After the war I questioned every survivor of the second transport I could find, seeking news of Uncle Mendel and his family. I thought I found the answer in 1988, when an elderly man called out to me in the lobby of a Miami Beach hotel. He was, like me, of Romanian-Hungarian origin, from a small village near Sighet, and he told me he had stayed in the smaller ghetto until its evacuation. In fact, he had been in the same camp with my uncle. “Really?” I exclaimed. “You knew my uncle?” “Knew him!” he said. “For years I’ve seen him, even in my sleep.” And then he told me. At first Mendel and his son had been spared, like my father and me, and had been sent to a camp where conditions were relatively tolerable. But they were in different barracks and saw each other only during the day, at work. One night they could not bear to be separated.
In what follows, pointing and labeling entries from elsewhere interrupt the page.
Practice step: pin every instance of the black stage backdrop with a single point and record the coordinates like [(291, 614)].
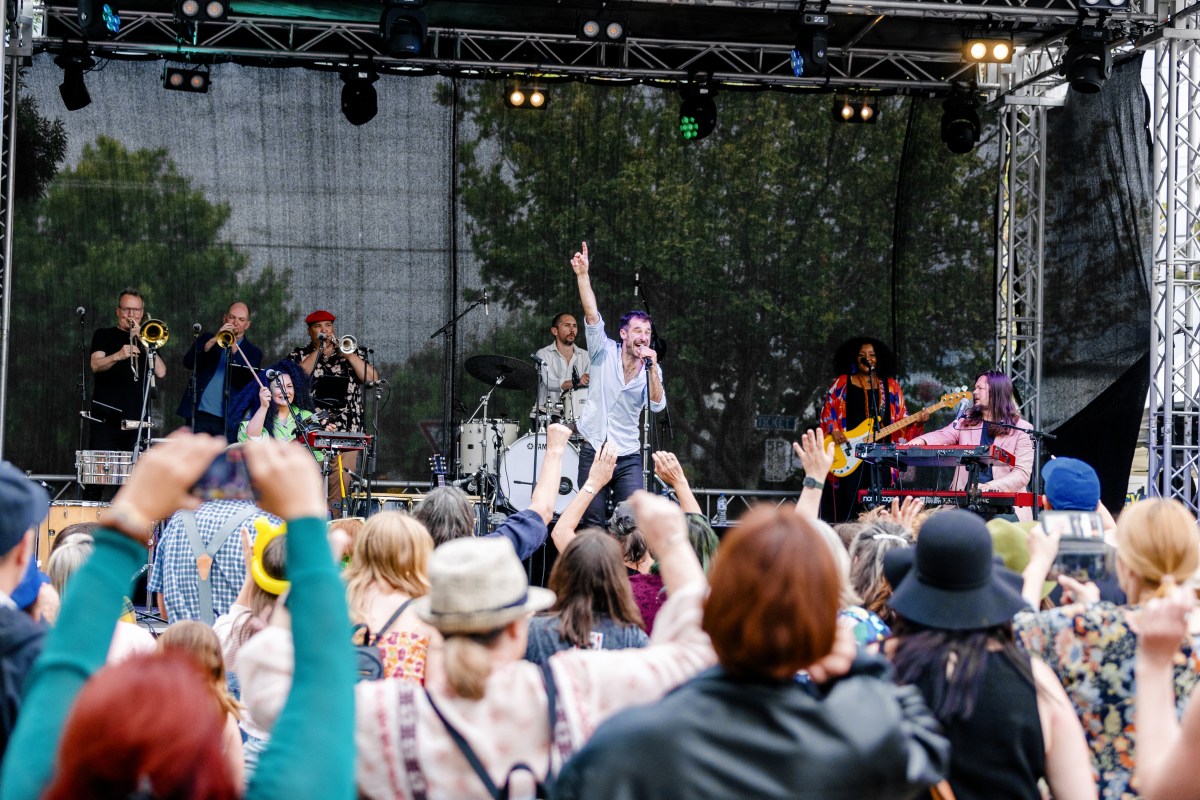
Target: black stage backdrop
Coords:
[(1098, 256), (757, 250)]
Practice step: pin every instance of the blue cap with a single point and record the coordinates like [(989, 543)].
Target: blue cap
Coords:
[(1071, 485), (23, 504)]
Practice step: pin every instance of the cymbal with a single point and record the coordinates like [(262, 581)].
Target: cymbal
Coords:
[(517, 374)]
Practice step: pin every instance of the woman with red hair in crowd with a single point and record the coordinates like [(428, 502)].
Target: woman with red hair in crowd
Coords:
[(750, 728), (149, 727)]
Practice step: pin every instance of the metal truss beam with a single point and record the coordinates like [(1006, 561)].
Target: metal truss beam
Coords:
[(496, 53), (1020, 217), (1175, 300)]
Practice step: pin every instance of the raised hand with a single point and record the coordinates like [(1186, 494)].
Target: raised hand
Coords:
[(580, 262)]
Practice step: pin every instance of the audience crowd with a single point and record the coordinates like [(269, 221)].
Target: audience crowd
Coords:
[(911, 653)]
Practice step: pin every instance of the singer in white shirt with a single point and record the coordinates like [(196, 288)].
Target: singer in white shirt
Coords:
[(621, 376)]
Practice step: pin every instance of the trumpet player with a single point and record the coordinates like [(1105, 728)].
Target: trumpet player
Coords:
[(221, 364), (119, 371), (339, 368)]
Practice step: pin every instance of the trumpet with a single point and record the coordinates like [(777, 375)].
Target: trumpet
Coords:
[(154, 332)]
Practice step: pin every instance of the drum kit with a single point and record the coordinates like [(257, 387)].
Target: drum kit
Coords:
[(495, 458)]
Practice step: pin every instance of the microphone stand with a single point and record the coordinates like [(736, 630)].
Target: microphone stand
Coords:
[(83, 379), (451, 330), (151, 353)]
When the roll was called, the SS Blockführer counted and recounted the prisoners and ordered: “Let the prisoner who does not belong in this barracks show himself.” Mendel’s son took a few steps forward. “Closer!” the officer shouted. My young cousin obeyed, halting when he reached the SS man. The officer slowly drew his revolver and shot my cousin in the head, point-blank. My uncle, that sweet and timid man, hurled himself onto his son’s body, as if to protect him in death. The SS man stared at him for a long moment and then shot him in the head too. “Ever since then,” my witness said, “I see Mendel and his son in my dreams.”

And I, I think of the biblical law that, out of compassion for animals, forbids the slaughter of an ox and his calf on the same day. The Germans, however, did not shrink from killing a father and son together, without a second thought, as one would step on two insects.

Fishel and Voïcsi, my cousins from Antwerp, later gave me a different version of their deaths. What is certain, though, is that the enemy annihilated my Uncle Mendel’s family.

And what happened to my Aunt Zlati, my father’s younger sister? I search my memories of the ghetto for her, but she is not there.

She was married to Nahman-Elye. I don’t remember their two very young children, nor do I recall their presence during the weeks before the transport. Nahman-Elye, it seems, was among those the Hungarian army released from the labor battalions to be locked up in the ghetto. It seems he was deported with the first transport and later succumbed to the pressures and temptations of the camp life and became
a cruel and murderous kapo. It seems he was tried, sentenced to death, and executed by former deportees. My uncle in the enemy’s service? A kapo? My uncle a torturer of his brothers in misfortune? I don’t want to believe it.

But yes, that’s the way it was.

We arrived at the station, where the cattle cars were waiting. Ever since my book
Night
I have pursued those nocturnal trains that crossed the devastated continent. Their shadow haunts my writing. They symbolize solitude, distress, and the relentless march of Jewish multitudes toward agony and death. I freeze every time I hear a train whistle.

Why were those trains allowed to roll unhindered into Poland? Why were the tracks leading to Birkenau never bombed? I have put these questions to American presidents and generals and to high-ranking Soviet officers. Since Moscow and Washington knew what the killers were doing in the death camps, why was nothing done at least to slow down their “production”? That not a single Allied military aircraft ever tried to destroy the rail lines converging on Auschwitz remains an outrageous enigma to me. Birkenau was “processing” ten thousand Jews a day. Stopping a single convoy for a single night—or even for just a few hours—would have prolonged so many lives. At the least it would have been a warning to the Germans: Jewish lives do matter. But the free world didn’t care whether Jews lived or died, whether they were annihilated one day or the next. And so the sealed trains continued to shatter the silence of Europe’s flowering landscapes.